I’d had my eye on Wendy’s Pullover by Ruthie Nassbaum for quite a bit of time. I was immediately drawn to the Peter Pan collar and the use of fingering weight yarn since I wanted a lighter weight sweater. Wendy’s Pullover is a classically shaped Poor Boy that looked like it should already be in my closet.
Looking through my stash, I paired some Tosh Sock in Twig for the body with ModeWerk fingering in Daryl Dixon for the collar. I eagerly started on the 3″ of ribbing and tore straight through the 11″ of stockinette that followed. It wasn’t until I counted my stitches after the second time I performed the underarm bind-off that I found out I was one stitch off. One. Looking all over the fabric, I found the slacker stitch that was hanging off the selvedge edge somewhere around the 4″ mark.

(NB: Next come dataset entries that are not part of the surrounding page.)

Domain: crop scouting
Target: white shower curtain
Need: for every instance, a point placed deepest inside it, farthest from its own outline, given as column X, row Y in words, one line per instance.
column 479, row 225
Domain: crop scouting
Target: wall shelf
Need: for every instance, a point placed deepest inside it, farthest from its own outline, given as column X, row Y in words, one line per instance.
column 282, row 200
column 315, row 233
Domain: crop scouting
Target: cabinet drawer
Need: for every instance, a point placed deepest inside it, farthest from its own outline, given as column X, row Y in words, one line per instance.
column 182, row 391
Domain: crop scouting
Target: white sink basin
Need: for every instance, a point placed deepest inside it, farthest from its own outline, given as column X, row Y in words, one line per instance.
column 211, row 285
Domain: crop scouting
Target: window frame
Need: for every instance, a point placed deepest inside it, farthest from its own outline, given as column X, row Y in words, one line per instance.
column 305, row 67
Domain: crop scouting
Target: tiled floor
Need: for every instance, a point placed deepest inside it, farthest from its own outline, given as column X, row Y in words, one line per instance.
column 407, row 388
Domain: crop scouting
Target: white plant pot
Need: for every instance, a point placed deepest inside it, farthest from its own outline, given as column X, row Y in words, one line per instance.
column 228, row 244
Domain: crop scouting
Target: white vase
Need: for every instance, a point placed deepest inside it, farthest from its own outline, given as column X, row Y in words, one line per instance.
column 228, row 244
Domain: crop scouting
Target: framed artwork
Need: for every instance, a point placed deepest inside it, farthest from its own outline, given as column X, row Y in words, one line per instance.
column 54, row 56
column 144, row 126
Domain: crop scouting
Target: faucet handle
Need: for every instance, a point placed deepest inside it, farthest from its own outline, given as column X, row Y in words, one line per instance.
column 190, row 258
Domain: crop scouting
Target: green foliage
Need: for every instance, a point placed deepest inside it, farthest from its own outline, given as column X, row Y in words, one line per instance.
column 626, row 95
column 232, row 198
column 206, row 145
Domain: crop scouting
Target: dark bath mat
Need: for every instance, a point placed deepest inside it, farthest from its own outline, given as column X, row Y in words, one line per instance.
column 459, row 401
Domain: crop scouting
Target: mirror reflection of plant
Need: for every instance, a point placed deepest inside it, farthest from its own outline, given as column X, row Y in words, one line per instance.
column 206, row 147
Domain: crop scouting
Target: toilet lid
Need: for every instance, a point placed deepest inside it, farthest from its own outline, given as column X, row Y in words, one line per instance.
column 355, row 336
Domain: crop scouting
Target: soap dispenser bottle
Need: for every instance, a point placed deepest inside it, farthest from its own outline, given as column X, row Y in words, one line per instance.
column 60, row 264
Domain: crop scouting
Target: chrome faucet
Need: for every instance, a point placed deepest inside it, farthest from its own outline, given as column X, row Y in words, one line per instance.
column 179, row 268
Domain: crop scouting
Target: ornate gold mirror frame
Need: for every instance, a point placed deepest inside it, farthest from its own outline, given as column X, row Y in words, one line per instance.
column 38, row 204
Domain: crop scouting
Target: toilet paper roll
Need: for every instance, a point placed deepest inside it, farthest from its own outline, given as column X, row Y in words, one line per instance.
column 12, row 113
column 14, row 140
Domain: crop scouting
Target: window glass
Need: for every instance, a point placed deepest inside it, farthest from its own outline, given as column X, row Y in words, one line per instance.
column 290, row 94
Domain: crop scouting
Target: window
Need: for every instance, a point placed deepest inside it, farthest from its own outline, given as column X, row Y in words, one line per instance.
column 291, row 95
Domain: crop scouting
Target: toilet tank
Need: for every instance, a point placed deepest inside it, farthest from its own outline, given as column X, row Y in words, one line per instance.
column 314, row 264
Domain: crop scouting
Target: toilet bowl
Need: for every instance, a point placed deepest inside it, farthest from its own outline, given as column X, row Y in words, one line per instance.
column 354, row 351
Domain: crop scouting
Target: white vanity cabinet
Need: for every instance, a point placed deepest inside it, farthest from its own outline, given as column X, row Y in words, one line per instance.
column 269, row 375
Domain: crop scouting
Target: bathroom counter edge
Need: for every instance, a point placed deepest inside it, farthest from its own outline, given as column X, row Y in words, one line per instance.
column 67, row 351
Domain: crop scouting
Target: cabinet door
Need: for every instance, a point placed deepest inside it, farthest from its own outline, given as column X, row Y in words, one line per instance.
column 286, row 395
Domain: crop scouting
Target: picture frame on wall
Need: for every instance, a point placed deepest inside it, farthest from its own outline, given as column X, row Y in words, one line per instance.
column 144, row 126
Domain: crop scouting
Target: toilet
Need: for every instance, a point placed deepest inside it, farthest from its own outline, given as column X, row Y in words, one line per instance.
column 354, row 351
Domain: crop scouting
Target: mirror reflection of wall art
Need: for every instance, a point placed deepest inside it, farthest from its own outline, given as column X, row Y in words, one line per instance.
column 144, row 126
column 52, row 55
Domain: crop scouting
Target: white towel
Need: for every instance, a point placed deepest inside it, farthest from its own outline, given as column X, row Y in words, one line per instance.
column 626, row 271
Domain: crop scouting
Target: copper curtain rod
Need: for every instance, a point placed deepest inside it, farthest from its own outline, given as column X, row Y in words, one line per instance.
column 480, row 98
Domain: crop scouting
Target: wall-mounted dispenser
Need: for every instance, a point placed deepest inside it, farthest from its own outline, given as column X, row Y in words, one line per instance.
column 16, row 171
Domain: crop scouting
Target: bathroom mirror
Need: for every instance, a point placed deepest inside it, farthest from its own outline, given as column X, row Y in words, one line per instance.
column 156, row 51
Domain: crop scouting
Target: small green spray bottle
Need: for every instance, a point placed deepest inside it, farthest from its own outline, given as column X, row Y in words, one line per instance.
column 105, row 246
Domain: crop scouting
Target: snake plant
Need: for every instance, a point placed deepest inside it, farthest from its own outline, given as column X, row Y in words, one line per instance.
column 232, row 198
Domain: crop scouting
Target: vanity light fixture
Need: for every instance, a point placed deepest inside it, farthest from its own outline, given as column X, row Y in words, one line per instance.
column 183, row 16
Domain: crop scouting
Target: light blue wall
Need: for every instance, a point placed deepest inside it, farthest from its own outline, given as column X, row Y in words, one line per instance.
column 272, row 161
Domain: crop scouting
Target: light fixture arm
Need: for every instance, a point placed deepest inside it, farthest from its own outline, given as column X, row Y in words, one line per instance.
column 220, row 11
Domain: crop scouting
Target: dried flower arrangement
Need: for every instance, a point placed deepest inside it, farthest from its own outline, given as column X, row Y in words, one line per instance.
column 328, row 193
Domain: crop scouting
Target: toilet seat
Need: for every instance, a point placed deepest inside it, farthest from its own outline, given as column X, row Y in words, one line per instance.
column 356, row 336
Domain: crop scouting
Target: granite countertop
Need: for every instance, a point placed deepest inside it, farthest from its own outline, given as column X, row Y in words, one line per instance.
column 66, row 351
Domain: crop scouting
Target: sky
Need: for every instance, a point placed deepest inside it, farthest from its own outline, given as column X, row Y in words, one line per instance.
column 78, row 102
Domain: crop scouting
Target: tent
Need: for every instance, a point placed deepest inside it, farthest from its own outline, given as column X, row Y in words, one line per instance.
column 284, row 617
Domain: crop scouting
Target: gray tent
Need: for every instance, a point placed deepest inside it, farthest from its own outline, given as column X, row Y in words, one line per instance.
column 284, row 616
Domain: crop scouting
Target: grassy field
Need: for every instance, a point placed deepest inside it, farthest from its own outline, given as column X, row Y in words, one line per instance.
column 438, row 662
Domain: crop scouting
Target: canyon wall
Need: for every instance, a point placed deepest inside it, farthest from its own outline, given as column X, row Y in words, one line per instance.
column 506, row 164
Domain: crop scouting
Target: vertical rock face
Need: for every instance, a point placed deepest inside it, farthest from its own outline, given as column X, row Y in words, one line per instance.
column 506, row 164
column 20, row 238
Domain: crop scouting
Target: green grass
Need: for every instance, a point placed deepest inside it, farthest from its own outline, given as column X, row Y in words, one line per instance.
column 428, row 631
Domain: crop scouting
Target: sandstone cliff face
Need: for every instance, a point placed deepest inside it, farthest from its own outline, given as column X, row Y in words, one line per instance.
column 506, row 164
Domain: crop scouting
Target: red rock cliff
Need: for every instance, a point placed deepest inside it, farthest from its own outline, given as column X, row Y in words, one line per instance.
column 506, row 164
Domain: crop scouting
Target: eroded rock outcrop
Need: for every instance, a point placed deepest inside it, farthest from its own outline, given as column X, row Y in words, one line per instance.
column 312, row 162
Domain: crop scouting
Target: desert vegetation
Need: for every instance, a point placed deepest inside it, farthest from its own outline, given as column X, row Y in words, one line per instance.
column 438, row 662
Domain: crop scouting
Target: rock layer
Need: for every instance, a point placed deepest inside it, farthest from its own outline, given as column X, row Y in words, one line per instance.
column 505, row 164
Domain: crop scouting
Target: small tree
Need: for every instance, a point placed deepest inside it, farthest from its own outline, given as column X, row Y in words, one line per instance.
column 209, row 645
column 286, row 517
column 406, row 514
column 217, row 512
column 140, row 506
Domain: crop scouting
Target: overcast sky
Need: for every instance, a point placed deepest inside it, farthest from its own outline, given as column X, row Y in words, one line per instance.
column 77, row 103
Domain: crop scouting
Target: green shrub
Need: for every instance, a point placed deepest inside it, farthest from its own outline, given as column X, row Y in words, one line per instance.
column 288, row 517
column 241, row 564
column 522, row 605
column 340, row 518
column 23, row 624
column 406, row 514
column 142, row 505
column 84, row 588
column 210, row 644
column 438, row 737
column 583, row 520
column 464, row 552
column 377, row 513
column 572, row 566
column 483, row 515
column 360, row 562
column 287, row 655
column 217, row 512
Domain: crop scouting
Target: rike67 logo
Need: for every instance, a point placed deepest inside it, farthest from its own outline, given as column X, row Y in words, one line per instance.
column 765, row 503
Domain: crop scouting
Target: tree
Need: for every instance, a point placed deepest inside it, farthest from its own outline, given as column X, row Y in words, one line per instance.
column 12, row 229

Heartbroken, I frogged 10″ of fabric until I caught all the stitches, then I put it aside. Instead, I picked up a new ball of yarn and started making the front. If I had any chance of keeping my sanity, I had to work two-at-a-time. It was the only way I could be okay with essentially making three body pieces. I worked the pattern until I was matched on both sides and continued along, two-at-a-time to the underarm.
I finished the front first since it didn’t involve difficult things like button plackets and holes, then the back. After quickly making the sleeves, I steam blocked everything to make sewing easier. I seriously recommend blocking anything with sleeves before sewing. It definitely makes the difference between an odd pucker and a smooth finish. The nightmares committed during my first sweater are too horrible to discuss, but this sweater turned out beautiful. And the Peter Pan collar wasn’t as scary as I thought it would be.
Despite a 10″ setback, I’m really happy how quickly the sweater came together. There is no shaping in the body so it can go by quickly if you don’t hate stockinette. I call it a Waiting Room Project since I could easily knit a few stitches or a few rows and not lose my place during the constant disruption that can accompany any appointment. I like knowing I have an easy, deeply satisfying pattern in my library that can be created happily, and with almost no thought. It’s the kind of pattern that can instantly bring me two minutes of bliss that will last the whole day.
Now, all I have to do is wait until next winter to wear my Short-Sleeved and Sweet Sweater. I’m not happy about having to wait, but at least I sewed the buttons on the back. For me, that’s huge. I will knit the crap out of a project, steam it, seam it, and weave it without complaint, but ask me to put on buttons and you’ll be waiting forever. I don’t keep a big stockpile of buttons so I always have to go out and individually match project to button. When I actually do make buttoned projects, they usually stay completely finished, save for buttons, for months. It’s the most slacker thing I do in my knitting but I’m okay with it. One day I’ll conquer the tedium of buttons and I will conquer the world. Until then, I’m content to keep my sad little system in place.